Small caps tend on aggregate to outperformed large caps across an economic cycle. Over the past 10 years, Alain Caffort, co-manager of the Pictet Small Cap Europe fund, says European smaller companies outperformed European larger companies by 3.7 per cent annualised.

The performance of European smaller companies is measured by the MSCI Europe Small Cap Net TR index.

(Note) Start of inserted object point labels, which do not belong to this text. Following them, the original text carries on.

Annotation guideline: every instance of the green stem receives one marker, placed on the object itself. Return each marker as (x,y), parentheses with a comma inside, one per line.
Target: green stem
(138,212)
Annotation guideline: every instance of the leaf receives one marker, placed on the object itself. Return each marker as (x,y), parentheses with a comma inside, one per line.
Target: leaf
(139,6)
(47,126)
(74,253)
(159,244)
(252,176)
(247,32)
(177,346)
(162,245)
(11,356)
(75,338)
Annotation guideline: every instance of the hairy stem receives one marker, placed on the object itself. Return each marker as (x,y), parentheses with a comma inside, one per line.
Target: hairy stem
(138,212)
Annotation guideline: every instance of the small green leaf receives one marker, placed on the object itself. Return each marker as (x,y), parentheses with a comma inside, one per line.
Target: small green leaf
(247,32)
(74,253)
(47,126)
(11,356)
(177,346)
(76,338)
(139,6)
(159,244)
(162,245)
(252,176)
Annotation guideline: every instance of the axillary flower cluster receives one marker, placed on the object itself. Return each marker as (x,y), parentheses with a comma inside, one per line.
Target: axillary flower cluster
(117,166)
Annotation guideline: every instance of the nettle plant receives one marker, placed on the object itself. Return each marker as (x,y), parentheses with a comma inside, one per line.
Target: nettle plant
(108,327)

European Larger Companies performance was measured by the MSCI Daily Net TR Europe Index.

The figure stated above is based on data collected from 31 May 2005 to 31 May 2015 in euros.

Ultimately, Ollie Beckett, manager of Henderson Horizon Pan European Smaller Companies fund, says advisers should be aware that an individual fund’s performance should depend on a combination of timing – investing when share prices are below their long-term average – and stock selection.

Laurent Inglebert, investment manager at Aberdeen Asset Management, says his objective for Aberdeen’s European Smaller Companies fund is to outperform the HSBC Smaller Companies Europe by 3 per cent gross a year on a rolling three-year basis.

He says Aberdeen does not manage the fund to specific ex-ante tracking error and volatility targets, but have set an upper tracking error ceiling of 9 per cent.

Mr Inglebert adds he would consider 3 per cent a minimum return given his active style.